Dear amazing community,
Suppose I have a random variable $X\sim N(0,d)$ where $d \gg 1$ (i.e., normal distribution with a big variance). I want an upper bound for the following probability (as a function of $d$):
$$\Pr(|X|\leq 1)<\quad ?$$
Does anyone have a suggestion? You can assume $d$ to be as big as you want. Many thanks!
On
Let $\mathrm{CDF(x)}$ be the cumulative distribution function of the normal function.
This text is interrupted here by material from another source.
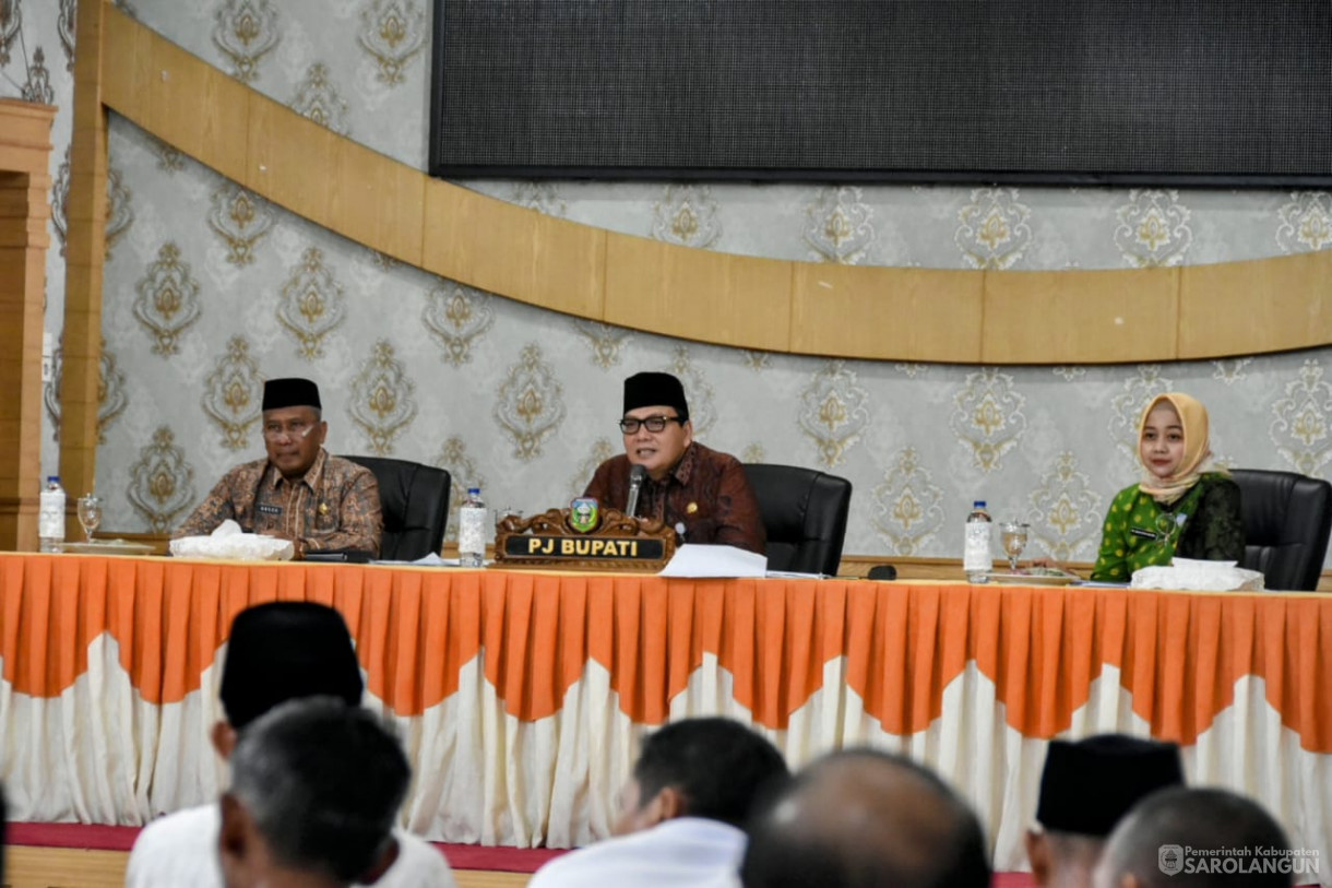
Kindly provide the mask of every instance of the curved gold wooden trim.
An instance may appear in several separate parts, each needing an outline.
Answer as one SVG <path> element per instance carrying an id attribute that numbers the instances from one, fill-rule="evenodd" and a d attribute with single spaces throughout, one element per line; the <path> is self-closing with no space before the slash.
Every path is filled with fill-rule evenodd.
<path id="1" fill-rule="evenodd" d="M 847 267 L 674 247 L 430 179 L 302 119 L 107 7 L 104 103 L 292 212 L 530 305 L 719 345 L 984 364 L 1332 343 L 1332 253 L 1127 271 Z"/>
$\mathrm{CDF(x)} = \frac{1}{2} \left( 1+ \mathrm{erf} \left( \frac{x - \mu}{\sigma \sqrt{2}} \right) \right)$
$\mathrm{Pr(|X|)} \le 1 = \mathrm{CDF(1)} - \mathrm{CDF(-1)} = \frac{1}{2} \left( \mathrm{erf} \left( \frac{1}{\sqrt{2d}} \right) - \mathrm{erf} \left( -\frac{1}{\sqrt{2d}} \right) \right) = \mathrm{erf} \left( \frac{1}{\sqrt{2d}} \right) $
Then you can read arXiv:math/0607694 [math.CA] to choose your favourite inequality.
On
The PDF has $$ f(x) = \frac{1}{\sqrt{2\pi d}} e^{-\frac{1}{2d}x^2} \le \frac{1}{\sqrt{2\pi d}}$$ and thus we have $$ P(|X|<1) =\int_{-1}^1 f(x)dx < \frac{2}{\sqrt{2\pi d}}.$$
If $d\gg1,$ we have $f(x) \approx \frac{1}{\sqrt{2\pi d}}$ over the range (since the exponential barely decays at all), so this becomes pretty accurate.
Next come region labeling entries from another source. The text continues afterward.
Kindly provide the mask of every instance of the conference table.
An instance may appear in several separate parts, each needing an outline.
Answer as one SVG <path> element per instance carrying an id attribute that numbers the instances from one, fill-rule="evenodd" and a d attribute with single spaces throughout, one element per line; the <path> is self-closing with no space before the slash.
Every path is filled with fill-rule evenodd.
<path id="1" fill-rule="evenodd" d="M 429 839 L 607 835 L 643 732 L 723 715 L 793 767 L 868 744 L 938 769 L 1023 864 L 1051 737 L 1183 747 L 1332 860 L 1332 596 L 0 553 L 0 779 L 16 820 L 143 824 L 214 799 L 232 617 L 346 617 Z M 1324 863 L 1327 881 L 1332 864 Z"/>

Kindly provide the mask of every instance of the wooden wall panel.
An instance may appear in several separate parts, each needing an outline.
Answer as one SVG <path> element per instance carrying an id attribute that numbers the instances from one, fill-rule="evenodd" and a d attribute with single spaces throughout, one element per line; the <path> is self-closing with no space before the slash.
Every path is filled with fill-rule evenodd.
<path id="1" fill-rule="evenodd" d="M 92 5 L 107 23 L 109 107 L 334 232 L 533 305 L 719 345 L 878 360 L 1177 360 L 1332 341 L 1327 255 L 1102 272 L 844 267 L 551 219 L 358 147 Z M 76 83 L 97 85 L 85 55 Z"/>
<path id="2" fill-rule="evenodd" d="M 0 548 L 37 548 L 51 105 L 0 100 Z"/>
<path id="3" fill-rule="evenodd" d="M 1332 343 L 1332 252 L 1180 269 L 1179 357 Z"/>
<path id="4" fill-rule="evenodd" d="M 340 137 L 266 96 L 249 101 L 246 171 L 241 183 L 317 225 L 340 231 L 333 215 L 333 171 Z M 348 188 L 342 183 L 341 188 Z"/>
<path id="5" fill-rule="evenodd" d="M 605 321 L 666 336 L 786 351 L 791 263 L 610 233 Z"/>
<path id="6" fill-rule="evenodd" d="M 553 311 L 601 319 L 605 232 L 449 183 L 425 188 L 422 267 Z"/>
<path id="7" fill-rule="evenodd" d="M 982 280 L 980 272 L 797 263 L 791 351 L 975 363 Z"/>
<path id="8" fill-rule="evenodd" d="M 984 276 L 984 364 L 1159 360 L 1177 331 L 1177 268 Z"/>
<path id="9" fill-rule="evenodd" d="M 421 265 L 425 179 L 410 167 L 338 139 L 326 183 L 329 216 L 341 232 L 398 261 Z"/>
It's equivalent to give a lower bound for $P(X>1)$, and thus for $P(Z>\sqrt{d})$ for standard normal $Z$. This can be done using integration by parts. The first step gives
$$\int_a^\infty e^{-x^2/2} dx = e^{-a^2/2}/a-\int_a^\infty e^{-x^2/2}/x^2 dx.$$
This gives an upper bound, by replacing the second integral with $0$. You get a lower bound by integrating by parts again:
$$\int_a^\infty e^{-x^2/2} dx = e^{-a^2/2}/a-e^{-a^2/2}/a^3+\dots$$
where the dots are an integral of a positive function. Thus $\int_a^\infty e^{-x^2/2} dx \geq e^{-a^2/2} \left ( 1/a-1/a^3 \right )$. You can use this to get an upper bound on $P(|Z| \leq \sqrt{d})=1-2P(Z \geq \sqrt{d})$.
Repeating this procedure gives a whole sequence of upper and lower tail bounds, of the form $\sum_{k=1}^n (-1)^{k-1} c_k e^{-a^2/2} a^{1-2k}$, where $c_k$ are positive constants, odd values of $n$ give upper tail bounds, and even values of $n$ give lower tail bounds. However, since the $c_k$ grow rapidly, the errors eventually grow instead of shrinking.